At this point I can make more money fixing AI-generated vibe coded crap than I could coaxing Claude to write it. End-user programming creates more opportunity for senior programmers, but will deprive the industry of talented juniors. Short-term thinking will hurt businesses in a few years, but no one counting their stock options today cares about a talent shortage a decade away.

I looked at the sites linked from the article. Nice work. Even so I think hand-crafted front-end work turned into a commodity some time ago, and now the onslaught of AI slop will kill it off. Those of us in the business of web sites and apps can appreciate mastery of HTML and CSS and Javascript, beautiful designs and user-oriented interfaces. Sadly most business owners don't care that much and lack the perspective to tell good work from bad. Most users don't care either. My evidence: 90% of public web sites.

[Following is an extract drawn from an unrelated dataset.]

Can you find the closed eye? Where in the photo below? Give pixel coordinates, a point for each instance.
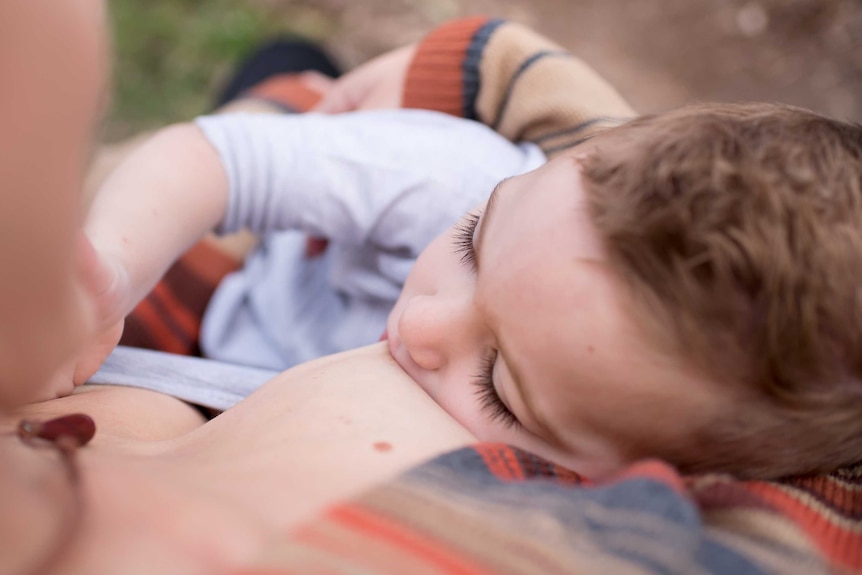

No one thinks WordPress got the market share it has because of technical excellence or how it enables beautiful designs and UI. Before LLMs could crank out web sites we had an army of amateur designers and business owners doing it with WordPressl, paying $10/hr or less on Upwork and Fiverr.

Maybe they dont need to "create" website anymore, fixing other website that LLM generated is the future now

we say that wordpress would kill front end but years later people still employ developer to fix wordpress mess

same thing would happen with AI generated website

>fixing other website that LLM generated is the future now

I barely like fixing human code. I can't think of a worse job than fixing garbage in, garbage out in order to prop up billionaires pretending they don't need humans anymore. If that's the long term future then it's time for a career shift.

I'm still much more optimistic about prospects, fortunately.